Kur'an-ı Kerim ve Türkçe Meali Sayfa 7
38. "Oradan topluca ininiz" dedik. "Yalnız benden size bir yol gösterici geldiği zaman, o yol göstericiye uyanlar için artık bir korku yok ve onlar üzülmeyecekler."
39. "Küfredip ayetlerimizi yalanlayanlar ise ateşe mahkumdur, orada sürekli kalacaklardır".
40. Ey İsrailoğulları! Size bağışladığım (enamtü) nimetimi anımsayın, ahdime bağlı kalın (evfu) ki ben de ahdinize bağlı kalayım (ufi) ve yalnızca benden korkun / çekinin (iyyaye).
41. Yanınızdakini (meaküm) doğrulayıcı (musaddikan) olarak indirdiğime inanın. Ona küfredenlerin ilki olmayın. Ayetlerimi az bir değer karşılığında değişmeyin (teşteru) ve yalnızca benden korkun / çekinin (iyyaye).
42. Hakkı batıl ile örtmeyin (libas) ve hakkı gizlemeyin (tektümülhakka). Siz biliyorsunuz. (VEYA: Bildiğiniz halde hakkı batıl ile örtmeyin ve...) (VEYA: ...bildiğiniz halde hakkı gizlemeyin)
43. Namazı gözetin (kıyam), zekatı verin ve eğilenlerle / rüku edenlerle (ma'arrakiiyn) birlikte eğilin / rüku edin (verkeu).
44. İnsanlara iyiliği (birr) buyururken kendinizi (enfüseküm) unutuyor musunuz? (tensevne) Üstelik kitabı da okuyorsunuz (tetlunelkitab). Akletmez misiniz?
45. Sabır ve namazla yardım isteyin (veste'ıynu). Elbette bu, huşu duyanların / huşu sahiplerinin / saygılı olanların (E.Yüksel) (alel-haşiiyne) dışındakilere ağır gelir (lekebiyretün).
46. Nitekim onlar rablerine kavuşacaklarını / rableriyle karşılaşacaklarını (mülaku) ve O'na döneceklerini (raciun) bilirler (yezunnune). (S.Ateş'in notu: İbn Mesud'un mushafında yezunnun yerine yalemun yazıldığından bu anlamı tercih ettik.)
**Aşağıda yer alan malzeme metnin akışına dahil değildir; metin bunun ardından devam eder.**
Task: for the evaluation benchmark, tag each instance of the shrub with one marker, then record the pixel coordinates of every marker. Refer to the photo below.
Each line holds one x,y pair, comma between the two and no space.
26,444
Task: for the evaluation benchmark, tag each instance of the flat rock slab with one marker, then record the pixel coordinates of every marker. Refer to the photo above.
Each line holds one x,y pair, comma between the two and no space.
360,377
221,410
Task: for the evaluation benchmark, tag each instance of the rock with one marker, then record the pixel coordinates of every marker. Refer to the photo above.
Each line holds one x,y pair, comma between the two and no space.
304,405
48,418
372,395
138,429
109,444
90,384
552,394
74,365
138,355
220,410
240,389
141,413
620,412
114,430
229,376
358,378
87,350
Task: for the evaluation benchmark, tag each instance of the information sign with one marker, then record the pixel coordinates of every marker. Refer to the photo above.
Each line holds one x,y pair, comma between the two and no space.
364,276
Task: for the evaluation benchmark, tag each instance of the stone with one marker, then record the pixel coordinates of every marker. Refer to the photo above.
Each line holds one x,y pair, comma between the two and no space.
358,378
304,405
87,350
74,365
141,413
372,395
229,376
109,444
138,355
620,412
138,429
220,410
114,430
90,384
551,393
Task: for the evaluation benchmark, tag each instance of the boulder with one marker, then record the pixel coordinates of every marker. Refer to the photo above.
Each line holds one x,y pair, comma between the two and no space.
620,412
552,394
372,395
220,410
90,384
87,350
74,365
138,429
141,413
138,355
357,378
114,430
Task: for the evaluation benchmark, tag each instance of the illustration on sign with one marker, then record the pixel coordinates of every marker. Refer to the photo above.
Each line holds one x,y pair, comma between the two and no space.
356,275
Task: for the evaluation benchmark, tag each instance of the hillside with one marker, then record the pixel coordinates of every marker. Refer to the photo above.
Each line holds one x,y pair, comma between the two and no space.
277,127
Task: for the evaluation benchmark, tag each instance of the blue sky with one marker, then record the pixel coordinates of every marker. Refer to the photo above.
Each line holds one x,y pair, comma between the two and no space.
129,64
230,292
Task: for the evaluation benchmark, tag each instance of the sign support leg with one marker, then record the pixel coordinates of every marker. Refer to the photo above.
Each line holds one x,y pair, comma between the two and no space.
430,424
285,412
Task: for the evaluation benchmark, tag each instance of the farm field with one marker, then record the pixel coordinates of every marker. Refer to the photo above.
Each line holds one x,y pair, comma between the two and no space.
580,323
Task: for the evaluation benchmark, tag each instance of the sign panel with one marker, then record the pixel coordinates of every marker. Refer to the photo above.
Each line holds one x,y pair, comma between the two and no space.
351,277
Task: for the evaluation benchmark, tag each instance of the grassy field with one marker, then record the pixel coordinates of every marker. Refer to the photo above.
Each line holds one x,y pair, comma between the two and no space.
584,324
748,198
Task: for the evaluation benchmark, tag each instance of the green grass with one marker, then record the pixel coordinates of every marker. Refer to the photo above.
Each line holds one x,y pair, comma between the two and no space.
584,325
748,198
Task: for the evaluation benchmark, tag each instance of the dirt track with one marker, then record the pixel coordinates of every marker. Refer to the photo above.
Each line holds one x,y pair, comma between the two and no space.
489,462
47. Ey İsrailoğulları! Size bağışladığım (enamtü) nimetimi ve sizi alemlere üstün kıldığımı (faddaltüküm) anımsayın.
48. Kimsenin kimse yerine birşey ödeyemeyeceği, aracılık (şefaat) kabul edilmeyeceği, kimseden bir fidye alınmayacağı ve yardım da edilmeyeceği bir günden sakının.